I am trying to hang on to my 921 as long as possible and move it to my bedroom. Wouldn't you know as soon as I decide to keep it it starts to act up. I was deleting some old recordings and suddenly nothing was showing up in my list. I did a soft reboot, my recordings showed up, deleted a couple more shows and it happened again. This time after a soft reboot I started getting a "Unknown Record - Channel 77" error message.

A call to Dish went nowehere, so I did pulled the power cord and everything seemed to be back to normal. Once the Super Bowl was over and we tried to change channels, it happened again. Now I am having to do sof t reboots it seems twice or three times a day and then it works okay for awhile.

Does anybody have any suggestions or tips as it does not seem to be hardware issues.


----------



## Jim Parker (Aug 12, 2003)

That was a common bug a couple of years ago that was supposed to be fixed. However, a couple of months ago, I started getting it every week or so. It showed up mostly when the wind was blowing the dishes (I have a 4' and a 6') around and the picture kept losing lock.

You might check to see if it happens with a weak signal.


----------



## dalucca (Feb 5, 2005)

My signals are the same as before amd we have really had a mild winter with no rain for over a month. My issue is occuring at least twice a day and I am afraid of it just quitting altogther. I thought I read where some had success deleting their OTA channels and then rescanning. Was the issue from a few years ago software based?


----------



## Jim Parker (Aug 12, 2003)

Yeah, a software fix took care of it.


----------



## 7200lastsurvivor (Feb 15, 2007)

I use to get this alot after my 721 crashed while deleteing alot of shows. 

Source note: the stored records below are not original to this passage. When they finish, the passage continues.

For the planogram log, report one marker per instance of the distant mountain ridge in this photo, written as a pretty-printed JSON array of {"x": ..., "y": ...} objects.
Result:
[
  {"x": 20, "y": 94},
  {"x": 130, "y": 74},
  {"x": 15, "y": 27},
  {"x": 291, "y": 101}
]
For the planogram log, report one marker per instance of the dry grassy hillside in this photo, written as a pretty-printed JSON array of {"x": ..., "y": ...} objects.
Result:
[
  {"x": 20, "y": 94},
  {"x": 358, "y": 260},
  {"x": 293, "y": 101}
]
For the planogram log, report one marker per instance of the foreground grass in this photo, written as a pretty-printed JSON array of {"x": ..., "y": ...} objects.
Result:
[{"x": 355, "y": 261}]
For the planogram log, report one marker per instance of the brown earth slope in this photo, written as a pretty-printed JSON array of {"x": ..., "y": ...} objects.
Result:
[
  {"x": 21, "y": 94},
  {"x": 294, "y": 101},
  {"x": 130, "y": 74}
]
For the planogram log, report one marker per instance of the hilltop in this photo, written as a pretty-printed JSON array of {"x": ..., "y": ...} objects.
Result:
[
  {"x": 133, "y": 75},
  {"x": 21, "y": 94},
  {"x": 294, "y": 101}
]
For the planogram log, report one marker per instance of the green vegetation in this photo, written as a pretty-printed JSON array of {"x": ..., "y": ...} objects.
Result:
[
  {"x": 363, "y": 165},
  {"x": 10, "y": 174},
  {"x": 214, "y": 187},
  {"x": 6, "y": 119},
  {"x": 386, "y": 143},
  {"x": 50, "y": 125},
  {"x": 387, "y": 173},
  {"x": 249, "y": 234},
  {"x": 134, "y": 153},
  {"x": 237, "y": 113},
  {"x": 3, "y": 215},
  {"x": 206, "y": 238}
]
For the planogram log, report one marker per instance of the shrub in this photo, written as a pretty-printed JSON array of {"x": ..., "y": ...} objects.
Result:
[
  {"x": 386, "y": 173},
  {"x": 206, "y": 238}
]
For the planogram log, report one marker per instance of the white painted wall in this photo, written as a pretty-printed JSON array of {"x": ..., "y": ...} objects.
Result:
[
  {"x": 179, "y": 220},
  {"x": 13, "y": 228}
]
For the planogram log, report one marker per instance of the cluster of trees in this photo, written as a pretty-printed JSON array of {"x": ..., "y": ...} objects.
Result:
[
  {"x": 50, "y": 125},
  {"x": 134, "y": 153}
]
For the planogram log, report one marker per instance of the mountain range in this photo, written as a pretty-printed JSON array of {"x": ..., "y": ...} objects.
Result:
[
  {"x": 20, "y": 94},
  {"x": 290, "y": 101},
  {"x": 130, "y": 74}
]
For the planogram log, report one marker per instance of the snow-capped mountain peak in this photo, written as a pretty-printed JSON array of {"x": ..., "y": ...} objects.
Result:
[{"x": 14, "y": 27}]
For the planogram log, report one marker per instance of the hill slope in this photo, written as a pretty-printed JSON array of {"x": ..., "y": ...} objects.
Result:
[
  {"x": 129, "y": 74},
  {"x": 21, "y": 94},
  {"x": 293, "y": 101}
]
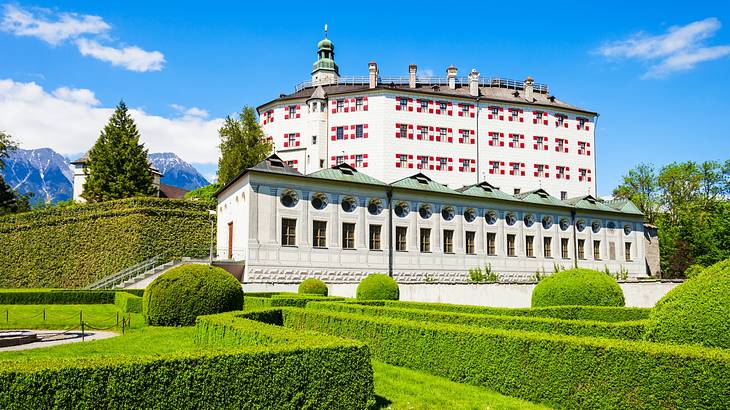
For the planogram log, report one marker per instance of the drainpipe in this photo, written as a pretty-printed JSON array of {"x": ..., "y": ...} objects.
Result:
[
  {"x": 389, "y": 195},
  {"x": 575, "y": 239}
]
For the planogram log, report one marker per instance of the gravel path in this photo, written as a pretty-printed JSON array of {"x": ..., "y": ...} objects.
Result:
[{"x": 58, "y": 337}]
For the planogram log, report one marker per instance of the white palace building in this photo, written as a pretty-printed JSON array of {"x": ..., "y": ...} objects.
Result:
[{"x": 424, "y": 178}]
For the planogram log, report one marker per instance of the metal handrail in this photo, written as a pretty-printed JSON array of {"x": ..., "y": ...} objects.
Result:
[{"x": 483, "y": 81}]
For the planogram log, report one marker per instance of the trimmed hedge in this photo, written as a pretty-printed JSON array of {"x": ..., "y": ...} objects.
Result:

I was able to fix it by having the box wipe the pvr partition on the drive . I think this would work too since the 721 and 921 are so similar

basicly you take the cover off the 921 and you unplug the power connector for the hardrive. turn on the reciever let the error out do to hd failure unplug the box. plug the power connector back into the harddrive and turn the box on it will wipe and re install the sofware and pvr partiions. Wiping any half deleted programing off of it.


----------